Background: Patients with idiopathic pulmonary fibrosis (IPF) demonstrate a range of lung function impairment. However, the efficacy of antifibrotics compared with placebo has not been assessed in patients with more advanced disease. This post-hoc analysis investigated the efficacy and safety of pirfenidone versus placebo in patients with IPF and more advanced lung function impairment, defined as percent predicted forced vital capacity (%FVC) < 50% and/or percent predicted carbon monoxide diffusing capacity <35%.

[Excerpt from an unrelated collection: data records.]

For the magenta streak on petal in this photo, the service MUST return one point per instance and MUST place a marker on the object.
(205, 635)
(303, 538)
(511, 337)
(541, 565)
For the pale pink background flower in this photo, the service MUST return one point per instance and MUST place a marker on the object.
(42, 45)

Methods: Patients randomised to pirfenidone 2,403 mg/day or placebo in the ASCEND (NCT01366209) and CAPACITY (NCT00287716; NCT00287729) trials with more advanced baseline lung function impairment (pirfenidone, n = 90; placebo, n = 80) were included. Mortality, lung function, hospitalisation, exercise capacity and dyspnoea were investigated over 52 weeks.

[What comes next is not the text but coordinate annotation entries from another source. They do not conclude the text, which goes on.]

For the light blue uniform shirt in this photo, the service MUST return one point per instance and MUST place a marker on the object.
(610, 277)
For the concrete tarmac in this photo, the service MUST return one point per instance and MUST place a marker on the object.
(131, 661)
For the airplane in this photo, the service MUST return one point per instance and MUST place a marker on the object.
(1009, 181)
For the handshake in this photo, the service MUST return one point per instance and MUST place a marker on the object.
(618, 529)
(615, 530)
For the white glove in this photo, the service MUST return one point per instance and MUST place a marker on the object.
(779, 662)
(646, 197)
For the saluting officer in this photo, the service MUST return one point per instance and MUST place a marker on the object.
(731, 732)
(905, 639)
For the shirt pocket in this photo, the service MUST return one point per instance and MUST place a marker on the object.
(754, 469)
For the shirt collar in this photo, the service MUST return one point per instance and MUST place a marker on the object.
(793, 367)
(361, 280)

Results: At Week 52 versus placebo, pirfenidone was associated with significantly lower risks of all-cause mortality (hazard ratio [HR] 0.28; 95% confidence interval [CI] 0.09-0.86; p=0.0180), ≥10% absolute %FVC decline or all-cause mortality (HR 0.40; 95% CI 0.23-0.69; p=0.0006) and ≥10% absolute %FVC decline or respiratory-related hospitalisation or all-cause mortality (HR 0.46; 95% CI 0.28-0.76; p=0.0018). At Week 52, median treatment differences favouring pirfenidone were 36.7 m for 6-min walk distance and -8.0 points for the University of California-San Diego Shortness of Breath Questionnaire total score. Treatment-emergent adverse events (TEAEs) led to discontinuation in 14.4% and 21.3% of patients with pirfenidone and placebo, respectively.

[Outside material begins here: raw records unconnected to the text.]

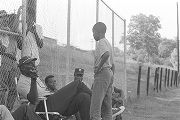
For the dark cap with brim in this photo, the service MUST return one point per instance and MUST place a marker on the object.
(25, 60)
(79, 71)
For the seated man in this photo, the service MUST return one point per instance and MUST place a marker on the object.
(72, 98)
(51, 83)
(24, 112)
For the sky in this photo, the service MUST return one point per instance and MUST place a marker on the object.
(52, 16)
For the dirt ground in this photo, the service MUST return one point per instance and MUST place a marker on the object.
(161, 106)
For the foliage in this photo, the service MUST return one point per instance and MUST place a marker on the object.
(166, 47)
(143, 33)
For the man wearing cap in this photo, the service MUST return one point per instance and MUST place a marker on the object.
(9, 45)
(78, 77)
(70, 99)
(25, 111)
(103, 76)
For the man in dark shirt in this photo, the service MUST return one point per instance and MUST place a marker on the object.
(78, 77)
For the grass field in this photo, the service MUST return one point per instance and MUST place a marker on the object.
(53, 61)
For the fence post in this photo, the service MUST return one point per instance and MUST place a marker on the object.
(139, 80)
(157, 84)
(168, 77)
(165, 80)
(148, 76)
(155, 79)
(176, 78)
(172, 74)
(160, 79)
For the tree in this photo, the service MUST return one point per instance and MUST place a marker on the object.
(143, 33)
(166, 47)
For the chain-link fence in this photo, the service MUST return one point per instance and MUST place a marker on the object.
(68, 39)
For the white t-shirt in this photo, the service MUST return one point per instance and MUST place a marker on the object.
(30, 47)
(24, 84)
(103, 46)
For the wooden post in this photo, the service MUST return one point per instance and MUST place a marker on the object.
(155, 78)
(165, 79)
(139, 80)
(160, 84)
(157, 81)
(148, 76)
(174, 78)
(172, 74)
(168, 77)
(68, 42)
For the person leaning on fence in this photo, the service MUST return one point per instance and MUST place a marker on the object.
(70, 99)
(9, 45)
(25, 111)
(103, 76)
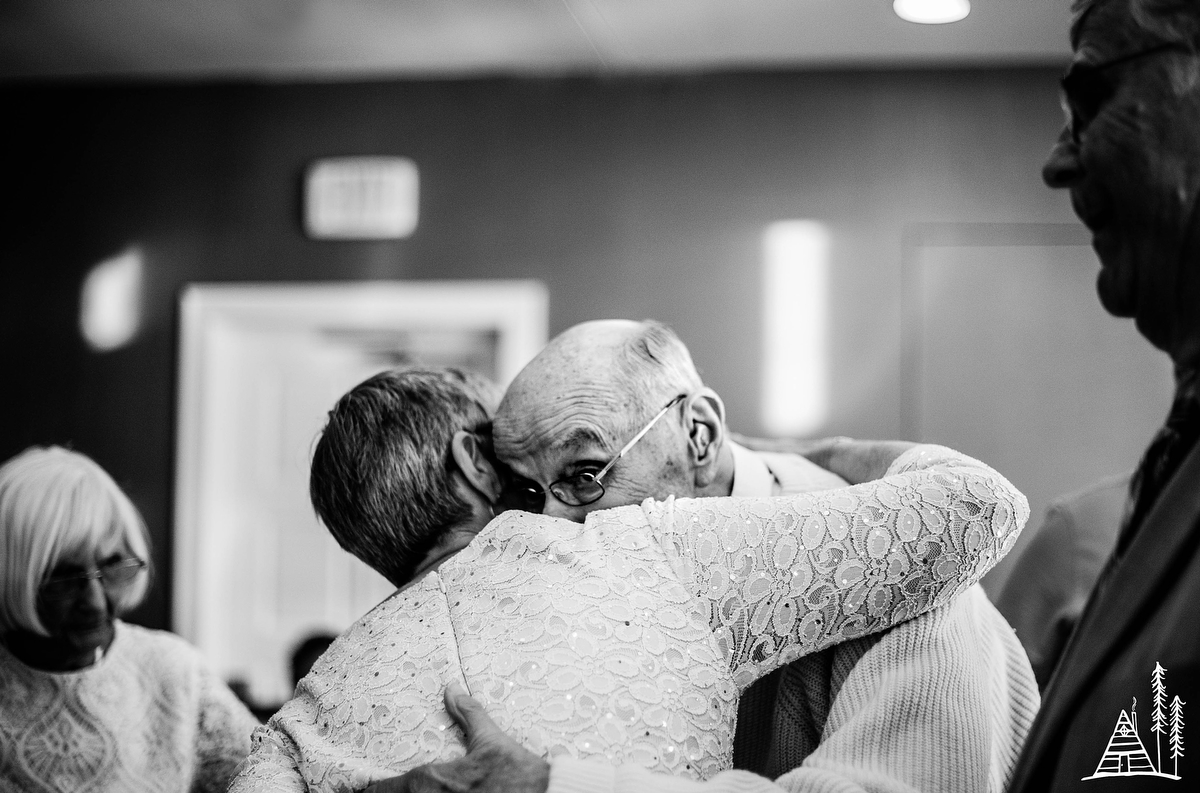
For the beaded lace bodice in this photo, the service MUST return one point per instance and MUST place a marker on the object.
(629, 637)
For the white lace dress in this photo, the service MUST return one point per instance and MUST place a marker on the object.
(629, 637)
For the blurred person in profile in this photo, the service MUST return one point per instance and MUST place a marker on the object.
(87, 701)
(1051, 580)
(1129, 155)
(624, 637)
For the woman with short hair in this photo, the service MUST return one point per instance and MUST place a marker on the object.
(89, 702)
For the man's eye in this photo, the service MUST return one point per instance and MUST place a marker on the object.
(1086, 91)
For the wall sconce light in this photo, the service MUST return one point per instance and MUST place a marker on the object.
(360, 198)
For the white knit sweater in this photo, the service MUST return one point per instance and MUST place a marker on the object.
(149, 716)
(627, 640)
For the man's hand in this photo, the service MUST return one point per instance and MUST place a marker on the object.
(495, 763)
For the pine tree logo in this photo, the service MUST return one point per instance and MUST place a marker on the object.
(1126, 755)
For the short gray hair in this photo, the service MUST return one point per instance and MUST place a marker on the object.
(382, 472)
(653, 367)
(55, 502)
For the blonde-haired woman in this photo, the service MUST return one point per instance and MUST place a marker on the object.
(89, 702)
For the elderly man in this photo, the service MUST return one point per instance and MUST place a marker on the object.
(403, 479)
(1131, 157)
(940, 703)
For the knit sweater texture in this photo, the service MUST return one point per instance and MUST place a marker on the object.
(149, 716)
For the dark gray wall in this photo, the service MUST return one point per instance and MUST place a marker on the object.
(628, 197)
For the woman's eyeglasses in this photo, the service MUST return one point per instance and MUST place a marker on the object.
(579, 490)
(113, 576)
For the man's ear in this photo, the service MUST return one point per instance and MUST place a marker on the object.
(474, 464)
(705, 421)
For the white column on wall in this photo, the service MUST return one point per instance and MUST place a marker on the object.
(795, 324)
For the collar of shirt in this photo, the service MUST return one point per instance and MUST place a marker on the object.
(751, 478)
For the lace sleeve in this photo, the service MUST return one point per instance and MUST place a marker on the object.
(270, 768)
(789, 576)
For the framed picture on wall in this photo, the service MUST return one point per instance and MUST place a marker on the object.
(261, 365)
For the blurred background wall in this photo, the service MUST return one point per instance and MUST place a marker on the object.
(628, 197)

Conclusion: Pirfenidone demonstrated clinically relevant benefits across multiple domains in patients with IPF and more advanced disease without an increased risk of discontinuation due to TEAEs.
Clinical trials registration: clinicaltrials. gov (ASCEND: NCT01366209; CAPACITY: NCT00287716; NCT00287729).
Keywords: Dyspnoea; Idiopathic pulmonary fibrosis; Mortality; Pirfenidone.